Automating VHDL generation for various design modules has been a topic under research for more than 15 years. Daveau et al [3] presented an approach to allow the generation of VHDL from SDL models. The work was limited only on the specification and no EDA tool was ever created. Daitx et al [2] presented a tool to create VHDL description of FIR filters according to a coefficient specification file. Their tool is not available online, in contrast with our tool. On the other hand, automating High level HDL generation is the focus of multiple research projects. All these generators accept a high level description of the code, usually in C, and create an HDL description of it. The major drawback of high level synthesis, is that input code should adhere to a lot of requirements, like regular memory access, perfectly nested loops, in some cases absence of pointers and so on, while all the tools have a limited application domain. The ROCCC project [1] supports mainly streaming applications. The Streams-C project [6] and DWARV [17] also support a very limited application domain. Also, the majority of EDA companies on the field of IC design provide High level synthesis solutions (Vivado, Synphony, Altium, C-to-Silicon, Triton, etc.) but all of them support typical design requirements and cannot provide the granularity required to design optimized CSA trees. Mathwords also, provides the ”HDL Coder”, which is a high level synthesizer for Matlab functions, models and charts. This can not be used to create parametrized CSA modules, because CSA modules demand bit level arithmetic, and not high level design. As it can be observed, our novelty lays in the automated design of the optimized HDL of the custom CSA tree, from the web. Our tool can produce a syntactically correct code for multiple input vectors, either sparse or continuous, of various input lengths, something that is not supported by other EDA tools.
III.
The web CSA hardware compiler
Our tool, which has been installed on a public web server1 , utilizes a number of technologies (PHP, Python, JSON) in order to deliver a syntactically correct and synthesizable VHDL description. Our tool is partitioned in two different departments, according to their function: the front-end and the back-end. These modules exchange information using the javascript object notation (JSON) format [5]. The tool’s back-end provides the core functions, and for this reason we will focus only on it.

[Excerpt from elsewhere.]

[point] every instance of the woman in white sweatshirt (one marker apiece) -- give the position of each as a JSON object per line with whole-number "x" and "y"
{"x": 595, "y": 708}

This back-end consists of three modules: (i) the CSA design module, which analyzes the user inputs and creates the specific design description in a special netlist format, (ii) the HDL Generator module, which takes as input this netlist format 1 The
tool is available at http://arch.icte.uowm.gr/hdl/csa.php
and creates signals, networks, assignments, and connections, resulting in the output description in VHDL, and (iii) the VHDL Testbench creator, which takes as input the constructed data structures of the previous module, and generates a full VHDL testbench, with handles for automatic design validation.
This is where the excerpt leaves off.